Scott, who cruised to re-election last November to what he has said will be his final six-year term in the Senate, is expected to court evangelical Christian voters, who play an outsized role in GOP politics in Iowa and his home state.
Another question for Scott, who is currently polling in the single digits with the rest of the pack, trailing DeSantis and far behind Trump, is how he can broaden his support and rise in the polls.
"I think after the announcement I think the polls will start to change," Scott told Fox News. "I think there’s an enthusiasm that will continue to spread throughout the country. And we’ll start doing the things candidates do, which will include going back to Iowa, New Hampshire, South Carolina and beyond. So we’ll spend the time, stay on the campaign trail, and make sure we have the message that works."
While Scott does not have the same national standing with conservatives that Trump and DeSantis enjoy, he is known as a ferocious fundraiser who had roughly $22 million in his campaign coffers at the end of March, which can be transferred to his presidential campaign. The fundraising war chest could give Scott a head start over some of his rivals for the Republican nomination.

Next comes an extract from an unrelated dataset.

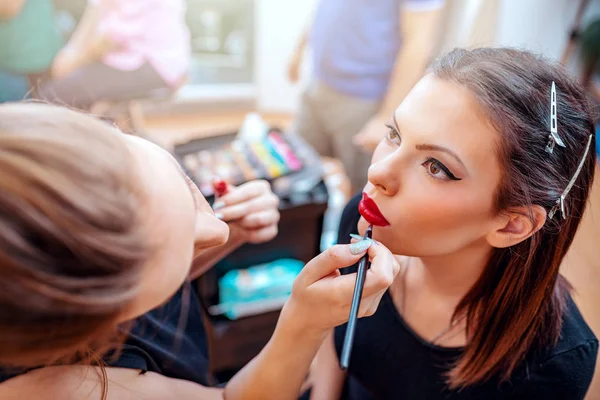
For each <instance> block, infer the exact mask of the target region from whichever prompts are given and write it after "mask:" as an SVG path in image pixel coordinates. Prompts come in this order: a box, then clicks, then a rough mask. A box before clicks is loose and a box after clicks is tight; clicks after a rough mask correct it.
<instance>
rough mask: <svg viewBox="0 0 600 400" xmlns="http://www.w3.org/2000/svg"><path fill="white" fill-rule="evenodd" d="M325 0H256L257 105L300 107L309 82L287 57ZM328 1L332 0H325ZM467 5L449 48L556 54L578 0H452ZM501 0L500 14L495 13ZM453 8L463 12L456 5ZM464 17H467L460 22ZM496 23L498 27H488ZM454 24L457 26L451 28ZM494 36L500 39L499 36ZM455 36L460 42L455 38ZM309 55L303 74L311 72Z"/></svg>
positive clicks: (497, 8) (569, 23)
mask: <svg viewBox="0 0 600 400" xmlns="http://www.w3.org/2000/svg"><path fill="white" fill-rule="evenodd" d="M317 1H319V0H283V1H282V0H256V21H257V24H256V27H257V28H256V29H257V32H256V37H257V40H256V51H257V56H256V77H255V78H256V83H257V85H256V88H257V105H258V109H259V110H260V111H262V112H295V111H296V110H297V105H298V100H299V96H300V93H301V89H302V87H303V83H300V84H298V85H292V84H290V83H289V81H288V80H287V76H286V69H287V63H288V60H289V57H290V54H291V52H292V50H293V49H294V46H295V45H296V42H297V39H298V37H299V35H300V33H301V32H302V29H303V28H304V26H305V24H306V23H307V21H308V20H309V18H310V15H311V14H312V11H313V9H314V7H315V5H316V3H317ZM325 1H326V0H325ZM448 1H449V2H453V3H454V4H455V5H456V8H458V9H459V10H460V7H465V10H466V11H467V12H466V14H465V15H463V16H462V17H461V15H460V12H459V13H458V16H456V15H454V16H453V17H452V18H451V20H452V22H450V23H451V24H452V23H453V24H454V29H455V31H453V32H448V35H447V36H448V40H447V42H446V43H444V45H443V48H444V49H448V48H451V47H454V46H457V45H469V44H471V45H472V44H480V45H481V44H491V45H494V44H495V45H502V46H511V47H521V48H527V49H529V50H532V51H535V52H539V53H543V54H545V55H546V56H549V57H552V58H556V59H558V58H560V55H561V54H562V52H563V50H564V48H565V45H566V42H567V40H568V35H569V30H570V28H571V24H572V22H573V20H574V18H575V13H576V11H577V6H578V4H579V1H577V0H493V1H490V0H448ZM495 2H498V3H499V4H497V10H498V15H497V18H498V20H497V21H495V24H494V23H492V22H490V24H491V25H489V26H488V25H487V21H486V19H487V20H490V19H493V14H495V13H496V8H494V7H495V6H494V7H492V5H491V4H490V3H495ZM473 12H479V13H481V14H480V15H479V18H480V19H479V20H477V22H478V24H477V25H478V26H476V27H474V28H473V29H466V28H465V27H464V26H463V27H461V26H459V25H460V24H461V23H463V22H466V21H468V20H471V21H472V20H473V18H469V15H471V14H472V13H473ZM453 13H455V14H456V13H457V12H456V10H454V11H453ZM598 14H600V2H598V1H591V2H590V4H589V6H588V12H587V14H586V15H587V18H586V19H589V18H590V17H591V16H593V15H596V16H597V15H598ZM459 21H461V22H459ZM486 26H487V27H488V28H487V29H488V30H489V29H492V30H494V31H495V32H487V31H486ZM450 29H452V28H450ZM492 38H494V39H495V40H493V39H492ZM454 42H455V43H454ZM308 61H309V60H308V57H305V63H304V64H305V65H304V74H303V78H304V79H306V78H307V76H308V75H309V70H310V68H309V65H308V64H309V62H308Z"/></svg>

He landed the endorsement of South Dakota Sen. John Thune - the number two Republican in the chamber - on the eve of his campaign launch. Thune traveled to South Carolina and delivered the opening prayer at Scott's event.
Scott began seriously moving towards a 2024 run as kicked off a "Faith in America" listening tour in February. That tour has taken the senator Iowa and New Hampshire, as well as his home state of South Carolina, which holds the third contest in the GOP primary and caucus lineup.
Scott will return to Iowa and New Hampshire on Wednesday and Thursday, following his campaign kick off.